Thursday, September 5, 2013

Riddle: When is a Subway not a Subway? Answer: When It's a Flood Detention Pool

     What excuse can a politician use for lack of preparedness leading to some of the worst flooding in the nation's history, causing massive disruption for months at a cost of perhaps hundreds of millions of dollars?  What if that politician had twelve years to come up with a good excuse?

   Taiwan President Ma Ying-jeou—better known as "Mr. Ma" (or the wizard of orz) when lower level Chinese bureaucrats come to town—faced that challenge recently when he was scolding southern Taiwan political leaders for their lack of flood preparedness.   

     The leaders he was scolding were members of the Democratic Progressive Party (DPP), and Mr. Ma doubles as chairman of the Chinese Nationalist Party (KMT.)  The DPP leaders used the excuse that the central government, ineptly headed by Ma, tended to dole out more dollars to counties and municipalities headed by KMT politicians than those headed by DPP politicians.
     Then one of the local leaders, in rejecting Ma's scolding, reminded Ma of the Typhoon Nari debacle in 2001 when Ma Ying-jeou was mayor of Taipei.  The Marx Brothers couldn't have come up with a wilder farce than the Typhoon Nari flooding.

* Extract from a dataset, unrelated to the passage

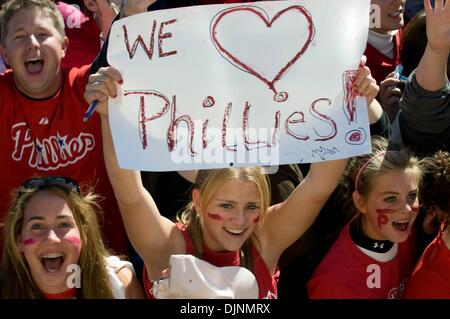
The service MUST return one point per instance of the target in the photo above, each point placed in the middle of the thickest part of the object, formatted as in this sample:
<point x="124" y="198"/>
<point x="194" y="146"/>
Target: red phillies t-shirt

     The pumps used to keep the subway from flooding had been peculiarly designed.  They were equipped with vibration sensors that automatically shut down the pumps if excessive vibration was detected.  As it turned out, the excessive vibration came, not from the subway structure, but from the pumps themselves.  In short, the system was designed to sacrifice a multibillion-dollar subway system to protect a few pumps worth no more than a few thousand dollars.
     When the southern Taiwan leaders challenged him for an explanation, President Ma offered the excuse that the flooding along Xing-yi Road and elsewhere in Taipei would have been much worse if the subway system had not flooded.  The subway system, Ma said with a straight face that Buster Keaton would have envied, acted as a "flood detention pool" to limit above-ground flooding in other parts of the city.
     Ma quickly resumed scolding the southern Taiwan leaders, suggesting that they, too, should spend their tax dollars on flood detention pools.  He didn't say whether the flood detention pools should be built in the form of multibillion-dollar subway systems.
     A Ma administration official suggested that the local officials would have more money for municipal flood control measures if they didn't waste tax dollars on "more visible things" such as landslide prevention.  (Editorial comment: Who needs mountain villages anyway?  Or mountain villagers, for that matter?)